The Nuclear Threat Initiative (NTI)* and Economist Intelligence Unit have released the second edition of the Nuclear Materials Security Index. The index assesses security in the 25 countries with more than one kilogram of weapon-usable nuclear material. Australia was again ranked first; North Korea was again ranked last:
The index will feed into the March 2014 Nuclear Security Summit, the third iteration of a conference proposed by President Obama in his 2009 Prague speech. According to the report, this year's summit will be able to 'point to measurable progress toward the goal of reducing and securing the materials needed to build a nuclear bomb.' Still, 'the path to a terrorist bomb is not hard to imagine.' Here's what IAEA chief Yukiya Amano had to say about the threat of nuclear terrorism in June 2013:
Well over a hundred incidents of thefts and other unauthorised activities involving nuclear and radioactive material are reported to the IAEA every year. This means the material is outside regulatory control and potentially available for malicious acts. Some material goes missing and is never found.

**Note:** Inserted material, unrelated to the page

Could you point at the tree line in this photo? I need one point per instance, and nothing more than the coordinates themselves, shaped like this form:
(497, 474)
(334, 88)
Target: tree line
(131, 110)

Most of the incidents reported to us are fairly minor, but some are more serious. However, effective counter-measures are possible if all countries take the threat seriously.
*The Lowy Institute’s International Security Program receives funding support from the Nuclear Security Project of NTI for its research and policy outreach on nuclear arms control, non-proliferation and disarmament with a focus on Asia.